Enucleation is the doctors work for removal of the eye. Over the years, Dr. Finger has worked to minimize the need for enucleation as treatment for intraocular cancers. In treatment of choroidal melanoma (the most common primary intraocular cancer of adults), he has made great progress. In fact, our most recent survey at The New York Eye Cancer Center, Dr. Finger had to remove less than 6% of eyes to cure their intraocular melanoma. Therefore more than 94% of intraocular melanoma patients treated by Dr. Finger are able to keep their eye and at least some vision. For his most recent results visit our success rate page at (DRO).

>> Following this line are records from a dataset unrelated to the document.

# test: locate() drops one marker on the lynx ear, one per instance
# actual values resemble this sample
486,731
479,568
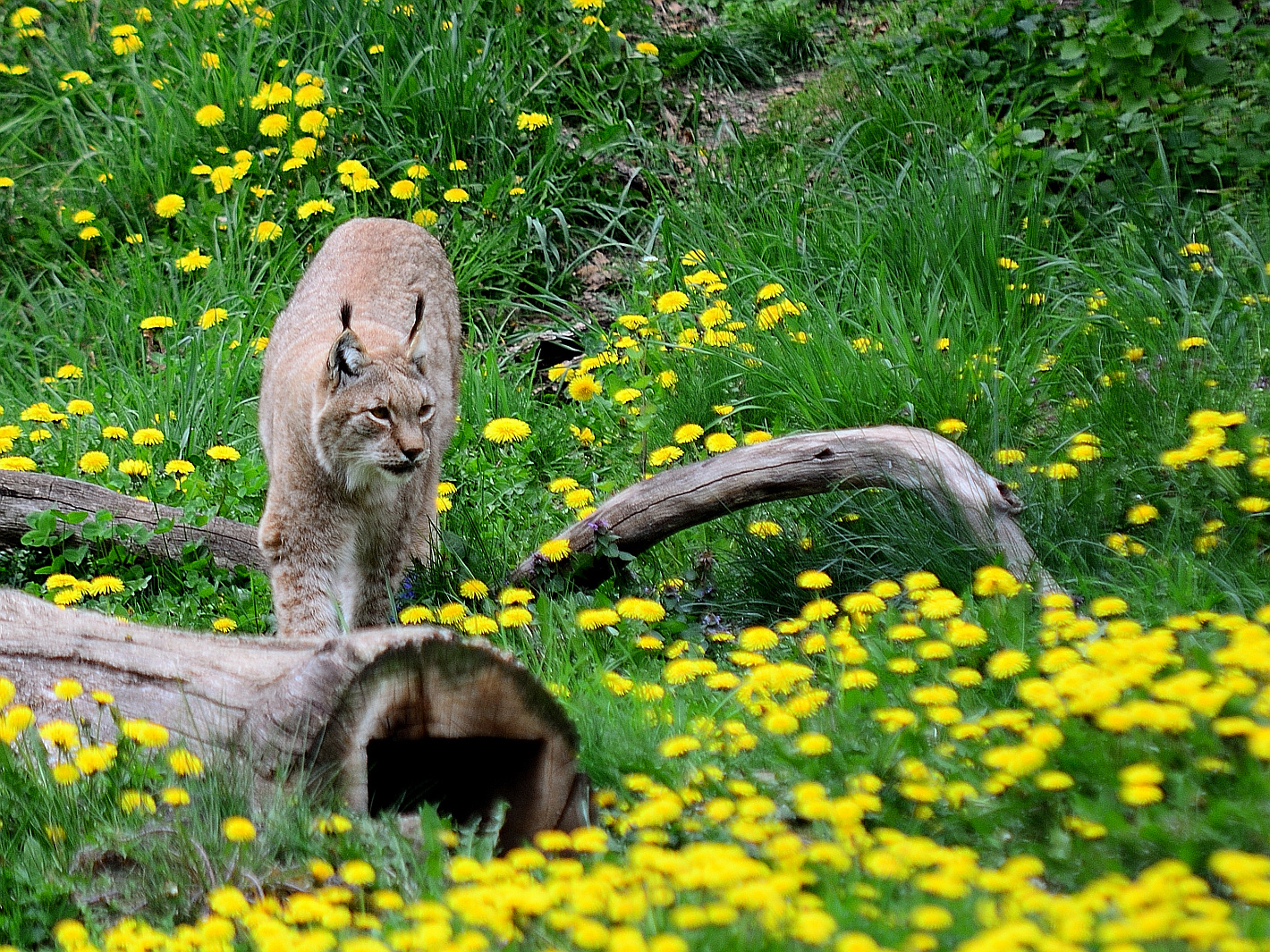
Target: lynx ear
417,341
347,357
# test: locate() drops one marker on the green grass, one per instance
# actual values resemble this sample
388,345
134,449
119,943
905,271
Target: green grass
880,205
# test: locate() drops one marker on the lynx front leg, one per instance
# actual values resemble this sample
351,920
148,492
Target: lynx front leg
304,601
368,603
302,575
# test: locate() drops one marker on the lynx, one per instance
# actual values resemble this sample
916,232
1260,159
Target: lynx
357,407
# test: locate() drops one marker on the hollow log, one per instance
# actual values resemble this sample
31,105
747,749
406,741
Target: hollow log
803,465
393,716
21,493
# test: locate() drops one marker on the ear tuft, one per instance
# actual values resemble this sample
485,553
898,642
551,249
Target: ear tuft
347,359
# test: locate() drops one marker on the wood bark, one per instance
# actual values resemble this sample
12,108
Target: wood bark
318,704
640,516
803,465
21,493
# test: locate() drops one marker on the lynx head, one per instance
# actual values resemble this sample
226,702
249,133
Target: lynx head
377,419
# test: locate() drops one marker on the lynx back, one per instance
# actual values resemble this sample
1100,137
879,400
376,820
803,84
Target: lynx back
357,407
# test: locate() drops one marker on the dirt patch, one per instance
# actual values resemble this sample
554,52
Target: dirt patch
723,114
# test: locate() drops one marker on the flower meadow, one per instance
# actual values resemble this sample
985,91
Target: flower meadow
812,724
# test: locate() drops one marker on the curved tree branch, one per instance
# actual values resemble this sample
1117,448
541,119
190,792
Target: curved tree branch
21,493
803,465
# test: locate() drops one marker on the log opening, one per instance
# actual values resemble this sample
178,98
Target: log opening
392,718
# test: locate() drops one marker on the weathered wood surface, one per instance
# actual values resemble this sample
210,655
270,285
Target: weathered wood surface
803,465
21,493
648,511
293,702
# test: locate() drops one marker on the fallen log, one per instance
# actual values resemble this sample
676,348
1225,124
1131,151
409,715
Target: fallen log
648,511
393,716
21,493
803,465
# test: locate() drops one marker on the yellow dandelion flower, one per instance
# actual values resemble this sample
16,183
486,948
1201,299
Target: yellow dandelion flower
584,386
531,122
505,429
169,206
1007,662
238,829
687,433
210,115
266,232
665,455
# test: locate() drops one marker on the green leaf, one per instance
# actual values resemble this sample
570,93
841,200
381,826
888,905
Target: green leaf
1210,70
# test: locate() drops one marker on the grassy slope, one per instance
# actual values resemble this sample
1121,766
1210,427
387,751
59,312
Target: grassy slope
891,230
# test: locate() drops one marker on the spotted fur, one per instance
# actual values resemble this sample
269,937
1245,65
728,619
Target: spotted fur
357,407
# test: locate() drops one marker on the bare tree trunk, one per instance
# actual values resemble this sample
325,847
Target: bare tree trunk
394,716
803,465
640,516
21,493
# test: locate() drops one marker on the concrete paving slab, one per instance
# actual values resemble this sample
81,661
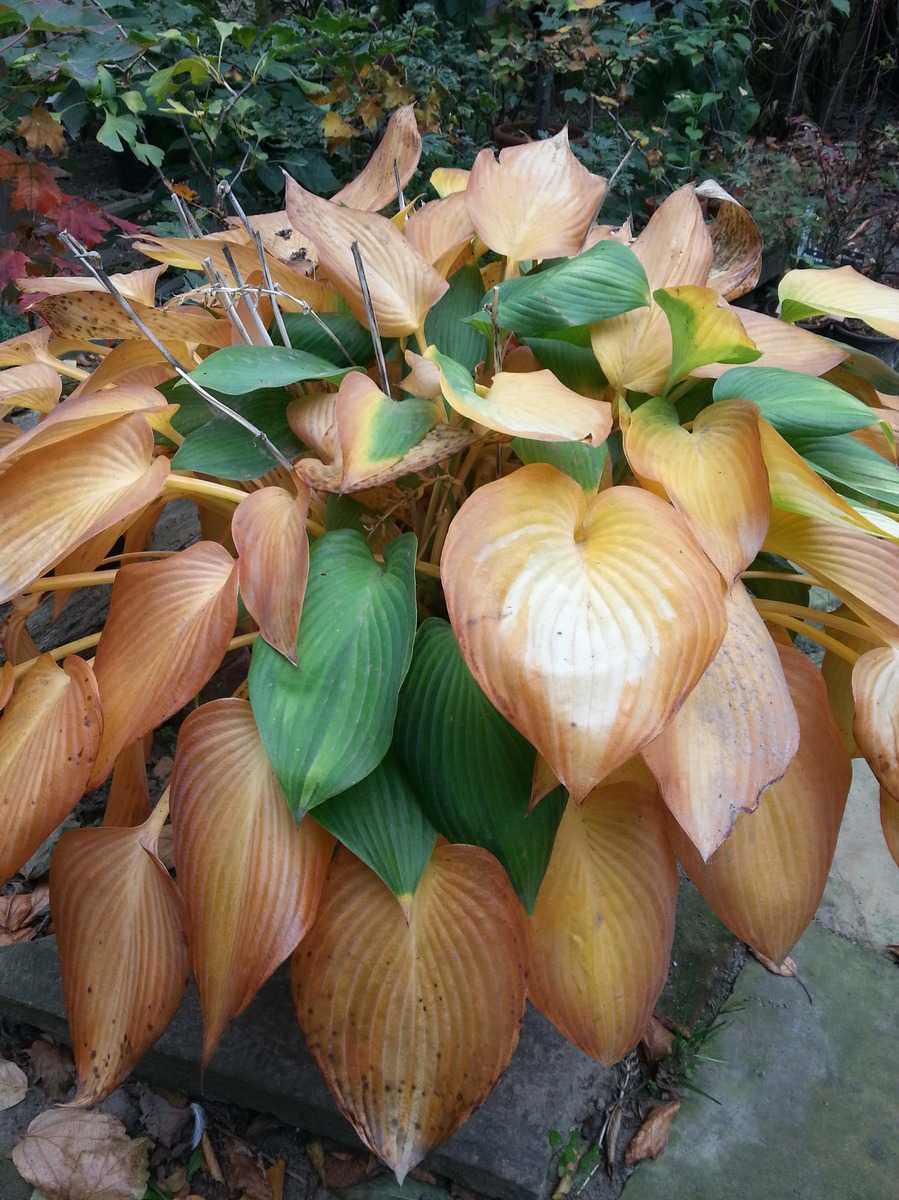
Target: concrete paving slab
502,1151
862,895
808,1092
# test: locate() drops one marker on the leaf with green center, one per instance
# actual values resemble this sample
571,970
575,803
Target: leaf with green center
582,462
445,327
328,723
381,820
603,282
306,334
796,405
702,330
221,447
240,369
471,769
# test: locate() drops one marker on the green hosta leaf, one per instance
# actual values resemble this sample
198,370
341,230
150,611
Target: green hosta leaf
603,282
445,327
582,462
306,335
574,365
220,447
381,820
471,769
328,723
796,405
240,369
853,466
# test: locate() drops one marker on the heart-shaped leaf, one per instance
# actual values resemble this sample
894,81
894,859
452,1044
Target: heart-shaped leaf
328,723
409,1035
604,921
585,629
238,855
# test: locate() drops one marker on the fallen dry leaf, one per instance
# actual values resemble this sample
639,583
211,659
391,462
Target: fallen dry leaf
652,1137
13,1085
53,1068
657,1041
77,1155
19,915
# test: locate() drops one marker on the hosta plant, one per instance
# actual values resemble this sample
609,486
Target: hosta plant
520,516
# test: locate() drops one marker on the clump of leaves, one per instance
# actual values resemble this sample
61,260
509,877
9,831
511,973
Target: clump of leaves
472,409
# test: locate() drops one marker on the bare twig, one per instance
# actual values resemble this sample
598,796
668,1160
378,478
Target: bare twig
87,258
372,318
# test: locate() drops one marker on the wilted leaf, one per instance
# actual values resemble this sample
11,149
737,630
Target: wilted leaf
13,1085
269,532
168,627
49,733
652,1138
767,879
73,1155
713,475
238,855
534,570
535,202
601,930
735,733
124,954
430,1031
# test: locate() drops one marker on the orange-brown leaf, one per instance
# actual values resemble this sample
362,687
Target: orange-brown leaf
735,733
49,733
269,531
413,1024
604,921
767,879
121,943
714,475
75,490
585,630
168,627
251,879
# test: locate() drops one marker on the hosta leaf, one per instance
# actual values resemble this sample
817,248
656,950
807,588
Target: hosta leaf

For the less than 6% of patients that require eye removal as treatment, Dr. Finger has also made improvements. For example, these tough cases sometimes have tumor that has grown out of the back of the eye called, “extrascleral extension.” In these cases, removal of the eye may not be enough and radiation is added to treat any cells left in the orbital tissues. Based on his prior experience with external radiation of these tissues, Dr. Finger developed a method to implant the radiation in an effort to preserve the patients eye brows and eyelashes. He notes, “putting the radiation in the orbit has increased the treatment where it is needed with fewer cosmetic side effects.”
Careful attention to improvements in enucleation surgery has led Dr. Finger to use integrated orbital implants and attach the muscles in the conjunctival fornices. These changes have improved patients ability to be fit with ocular prostheses (cosmetic eyes) and improve its movement.